Even after the recent downward review of the bank charges, the truth is that RTGSs (and people looking to access their cash have to make a lot of them) at $3 a transaction, are still quite expensive to do. And ofcourse EcoCash still charges the sender up to $7 for a $100 transfer to an unregistered number and a recipient $3 to cash it out – $10 transaction fees in total (see tariffs here).
The sad thing is that there’s a way to avoid these heavy bank charges. The awareness of how is just very low.
I hope this article is going to be very clear about how. If it’s not clear enough, please help me out by pointing out what I can simplify further or even just how we can help increase the awareness. Here goes:
There’s mobile money service that almost all banks offer. It’s almost like EcoCash but it uses ZimSwitch’s ZIPIT technology.
What ZIPIT is and why it’s a big deal
- Almost every bank has a mobile money service (you can call it mobile banking) that you can access via your mobile phone’s USSD just like EcoCash and Telecash. It’s a big deal for 2 reasons:
- The first is that you can transfer as much as $10,000 to almost any bank account in Zimbabwe for just a flat fee of about $1
- The second reason is that all transfers go through instantly so no more waiting days for RTGSs to go through.

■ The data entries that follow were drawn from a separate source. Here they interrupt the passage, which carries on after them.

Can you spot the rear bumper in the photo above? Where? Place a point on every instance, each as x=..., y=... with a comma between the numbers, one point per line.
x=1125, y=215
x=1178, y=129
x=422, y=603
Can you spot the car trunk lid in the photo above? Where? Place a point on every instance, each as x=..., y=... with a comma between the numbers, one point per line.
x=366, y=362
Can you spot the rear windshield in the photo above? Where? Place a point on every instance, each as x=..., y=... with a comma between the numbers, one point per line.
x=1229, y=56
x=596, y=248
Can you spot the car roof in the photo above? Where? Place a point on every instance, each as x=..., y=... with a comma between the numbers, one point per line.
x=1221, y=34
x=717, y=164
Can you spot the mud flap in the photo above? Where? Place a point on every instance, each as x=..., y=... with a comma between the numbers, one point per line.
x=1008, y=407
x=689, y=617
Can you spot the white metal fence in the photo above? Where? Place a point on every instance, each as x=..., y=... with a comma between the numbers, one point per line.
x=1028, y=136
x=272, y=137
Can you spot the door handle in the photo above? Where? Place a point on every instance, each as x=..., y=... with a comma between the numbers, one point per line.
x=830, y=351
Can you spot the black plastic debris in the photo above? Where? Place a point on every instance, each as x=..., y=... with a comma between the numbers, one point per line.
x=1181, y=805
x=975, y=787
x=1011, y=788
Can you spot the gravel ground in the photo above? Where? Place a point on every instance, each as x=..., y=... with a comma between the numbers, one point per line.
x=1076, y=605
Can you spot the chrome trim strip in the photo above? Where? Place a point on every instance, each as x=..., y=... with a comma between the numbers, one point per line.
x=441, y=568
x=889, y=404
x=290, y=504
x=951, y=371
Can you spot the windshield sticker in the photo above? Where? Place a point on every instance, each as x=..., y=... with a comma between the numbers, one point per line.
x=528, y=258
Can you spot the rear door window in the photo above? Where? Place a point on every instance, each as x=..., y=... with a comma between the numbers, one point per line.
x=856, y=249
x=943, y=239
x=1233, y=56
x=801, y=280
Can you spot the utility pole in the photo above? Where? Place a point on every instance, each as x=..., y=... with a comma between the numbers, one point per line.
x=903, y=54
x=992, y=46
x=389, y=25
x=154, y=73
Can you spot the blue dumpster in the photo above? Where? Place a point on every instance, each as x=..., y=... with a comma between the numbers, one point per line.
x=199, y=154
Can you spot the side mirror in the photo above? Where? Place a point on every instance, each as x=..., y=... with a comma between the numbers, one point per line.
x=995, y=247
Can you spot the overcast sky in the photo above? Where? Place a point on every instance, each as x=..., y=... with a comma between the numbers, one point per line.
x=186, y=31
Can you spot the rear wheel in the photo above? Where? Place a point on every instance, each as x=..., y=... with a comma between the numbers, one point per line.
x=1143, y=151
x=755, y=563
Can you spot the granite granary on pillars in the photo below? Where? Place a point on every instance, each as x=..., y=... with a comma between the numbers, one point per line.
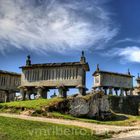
x=109, y=81
x=39, y=78
x=137, y=88
x=9, y=82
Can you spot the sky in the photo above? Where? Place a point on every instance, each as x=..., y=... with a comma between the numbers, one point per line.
x=58, y=30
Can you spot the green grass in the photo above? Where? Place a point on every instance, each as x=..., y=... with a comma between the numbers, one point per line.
x=32, y=104
x=17, y=129
x=37, y=105
x=119, y=120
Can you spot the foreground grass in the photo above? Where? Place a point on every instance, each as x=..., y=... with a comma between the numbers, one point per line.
x=32, y=104
x=120, y=120
x=17, y=129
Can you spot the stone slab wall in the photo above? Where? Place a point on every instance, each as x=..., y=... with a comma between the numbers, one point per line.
x=110, y=80
x=125, y=105
x=52, y=77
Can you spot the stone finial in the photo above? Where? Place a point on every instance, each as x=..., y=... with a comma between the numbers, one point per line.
x=83, y=58
x=97, y=69
x=28, y=61
x=129, y=72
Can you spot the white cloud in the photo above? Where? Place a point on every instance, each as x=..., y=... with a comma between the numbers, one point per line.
x=54, y=25
x=131, y=40
x=129, y=54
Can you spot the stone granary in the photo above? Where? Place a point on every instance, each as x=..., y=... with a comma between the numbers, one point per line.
x=137, y=88
x=107, y=81
x=39, y=78
x=9, y=82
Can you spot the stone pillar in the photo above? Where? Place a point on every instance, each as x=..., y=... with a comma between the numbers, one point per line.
x=131, y=91
x=63, y=92
x=45, y=93
x=40, y=92
x=126, y=92
x=7, y=99
x=23, y=93
x=105, y=90
x=110, y=91
x=122, y=92
x=116, y=91
x=28, y=93
x=82, y=91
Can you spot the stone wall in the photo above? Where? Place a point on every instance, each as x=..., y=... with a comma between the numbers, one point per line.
x=125, y=104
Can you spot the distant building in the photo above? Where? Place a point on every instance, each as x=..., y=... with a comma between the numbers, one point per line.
x=39, y=78
x=109, y=81
x=137, y=88
x=9, y=82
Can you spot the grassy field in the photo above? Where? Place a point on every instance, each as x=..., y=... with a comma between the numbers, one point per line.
x=32, y=104
x=120, y=120
x=17, y=129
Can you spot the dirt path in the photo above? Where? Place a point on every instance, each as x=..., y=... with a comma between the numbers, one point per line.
x=98, y=128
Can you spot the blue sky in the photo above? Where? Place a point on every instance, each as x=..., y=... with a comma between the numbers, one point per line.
x=58, y=30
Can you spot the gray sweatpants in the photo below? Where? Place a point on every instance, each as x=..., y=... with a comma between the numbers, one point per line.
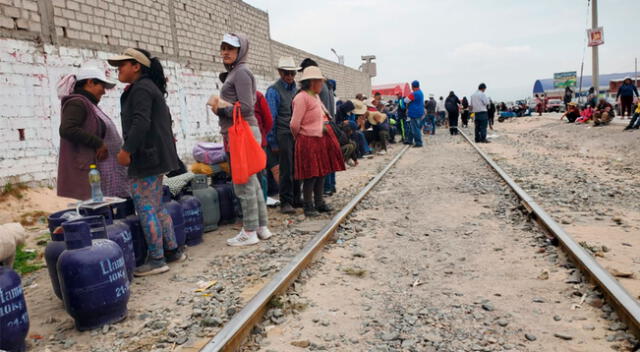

- You can use the service for other things as well like buying airtime and paying bills.
- Each bank has a different name/brand for it but it’s just the same ZIPIT service at the core.
For example, CABS calls it Textacash, FBC calls it Mobile Moola, at CBZ it’s CBZ Touch, at MetBank MetClick and so on. But essentially when you approach your bank, you want to ask them about their new phone USSD based banking. (don’t mention ZIPIT as some tellers will give you a blank stare – I had that experience at NMB.)
- To start using the service you simply enable mobile banking on your existing bank account by signing up at your bank. Kind of the same same way enabled internet banking on your account.
- If, however, you happen to not have a bank account at all, then just pick a bank and sign up for a mobile banking account. It’s not hard to get like the traditional bank account – they won’t ask for your grandmother’s birth certificate. All you will need is your ID.
- Once your account is enabled for this service, you can use your bank’s USSD code to start transferring money from your phone.
Here’s the list of banks and their USSD codes.
|Bank||USSD Code||Send Money|
|POSB (NetOne & Telecel)||*222#||Yes|
Updated 11 December 2016. Added Steward Bank to the list.
- To send money, for example using the POSB service, dial *223# and select ZIPIT, then select bank, then amount…
Ofcourse once the money has been transferred to you, you need to avoid withdrawing the cash as this will only attract the ridiculous charges by the banks ($4 I was charged by NMB last week for withdrawing $70). Use plastic money instead to enjoy the RBZ review charges.
Why you didn’t know about this yet
I personally think it’s because, even though this is one service – a ZIPIT service – the banks have different brands front it and they explain the service differently. CBZ for example are pushing the app angle very strongly. We hear NMB are planning the same.
Maybe banks should present consumers with the same message. Or maybe Zimswitch needs to do the marketing on behalf of the banks underscoring how this is the same simple way to transfer money. Or maybe, one clever bank needs to own the message and have the market all flocking to them.